UMSL Cuts Touhill Director Position, Citing Lost Revenue During Coronavirus Pandemic
The Touhill Performing Arts Center at the University of Missouri-St. Louis is losing its director and has cut 14 jobs during the coronavirus pandemic.
University officials said they eliminated the job of Touhill Director John Cattanach because the coronavirus pandemic led to canceled shows, hurting the theater’s revenue.
“The university has been centralizing services for several years, and events venues [were] always on the list to be centralized,” UMSL spokesperson Bob Samples said. “Like everybody else, we were gauging how COVID was impacting the different facilities and when we might be able to bring people back together, and we determined that we would not bring anybody back together or allow any performances or events in the Touhill during the fall semester.”
The Touhill retained three full-time employees. The university’s event services department will now run the Touhill.
Samples said the Touhill is supported by its own revenue. But he said the changes there are part of UMSL’s efforts to limit spending.

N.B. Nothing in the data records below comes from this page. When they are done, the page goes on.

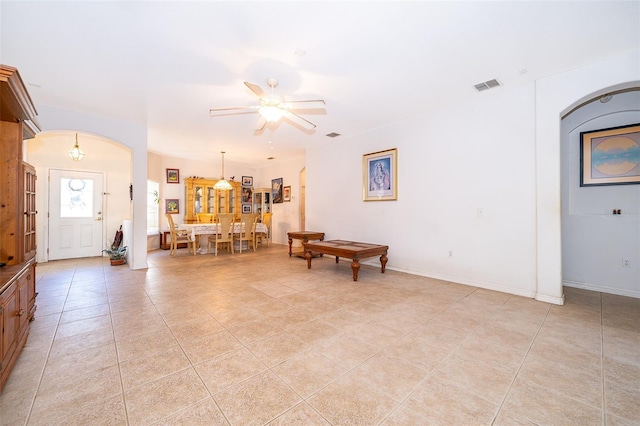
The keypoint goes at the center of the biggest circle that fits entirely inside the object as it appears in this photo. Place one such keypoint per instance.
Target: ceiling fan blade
(256, 89)
(308, 104)
(303, 122)
(212, 111)
(260, 124)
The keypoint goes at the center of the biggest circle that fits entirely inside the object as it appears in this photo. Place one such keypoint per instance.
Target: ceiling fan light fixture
(222, 185)
(271, 113)
(76, 153)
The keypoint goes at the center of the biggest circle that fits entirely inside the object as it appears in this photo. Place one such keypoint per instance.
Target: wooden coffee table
(305, 236)
(351, 249)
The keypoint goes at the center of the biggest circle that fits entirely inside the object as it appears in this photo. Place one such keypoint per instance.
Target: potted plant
(117, 255)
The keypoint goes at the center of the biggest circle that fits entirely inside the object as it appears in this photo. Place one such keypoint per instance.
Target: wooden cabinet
(200, 197)
(17, 307)
(17, 219)
(261, 201)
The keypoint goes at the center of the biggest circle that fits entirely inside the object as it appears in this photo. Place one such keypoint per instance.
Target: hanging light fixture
(222, 185)
(76, 153)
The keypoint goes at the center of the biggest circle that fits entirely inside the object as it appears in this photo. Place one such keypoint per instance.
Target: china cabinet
(17, 219)
(262, 201)
(200, 197)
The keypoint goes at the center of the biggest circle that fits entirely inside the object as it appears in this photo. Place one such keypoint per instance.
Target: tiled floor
(256, 338)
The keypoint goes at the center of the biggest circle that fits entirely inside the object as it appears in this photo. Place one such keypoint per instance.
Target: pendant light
(76, 153)
(222, 185)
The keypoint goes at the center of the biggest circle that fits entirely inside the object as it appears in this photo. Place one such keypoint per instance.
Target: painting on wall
(276, 190)
(173, 176)
(380, 176)
(610, 156)
(172, 206)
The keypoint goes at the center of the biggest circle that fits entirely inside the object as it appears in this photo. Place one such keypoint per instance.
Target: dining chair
(179, 236)
(247, 231)
(225, 234)
(266, 219)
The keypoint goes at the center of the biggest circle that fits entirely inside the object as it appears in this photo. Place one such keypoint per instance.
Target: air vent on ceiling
(487, 85)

UMSL officials don’t plan on bringing back performances during the spring semester, Samples said.
He said the Touhill could again schedule shows next year, if regional officials lift restrictions on crowds. Samples said the university is conducting an analysis of the Touhill and its assets.

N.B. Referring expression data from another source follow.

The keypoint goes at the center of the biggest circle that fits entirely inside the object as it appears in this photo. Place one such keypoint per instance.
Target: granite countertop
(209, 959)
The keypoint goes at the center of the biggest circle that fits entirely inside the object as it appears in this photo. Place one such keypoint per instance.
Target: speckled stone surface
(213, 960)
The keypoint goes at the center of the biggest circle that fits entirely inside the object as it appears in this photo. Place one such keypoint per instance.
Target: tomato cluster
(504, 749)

Besides the coronavirus pandemic, he said, UMSL is coping with state budget cuts and must trim $21 million from its $220 million budget this fiscal year. Both have led to UMSL to reduce the salaries of 52% of staff members. The university also imposed limitations on travel and major purchases.
“We’ve had added expenses because of COVID-19,” Samples said. “So we’ve been dealing with those budget issues and the added expenses that have gone along with trying to maintain courses, so we have been trimming staff.”
Samples said UMSL will review the salary reductions quarterly. But he said they likely will remain in place until the next fiscal year, which begins in July. He said budget cuts are necessary, as the university had to draw money from its reserves. Samples said the university was on its way to balancing its budget before the impact of the pandemic and state cuts.
University officials say the changes at the Touhill also are part of a renewed effort to focus on students in a time of declining resources.
UMSL's priorities, Samples said, are teaching courses, having enough teaching personnel and recruiting, retaining and graduating students.
“Everything else is secondary, so that’s where we’ve been concentrating some of our reductions,” he said.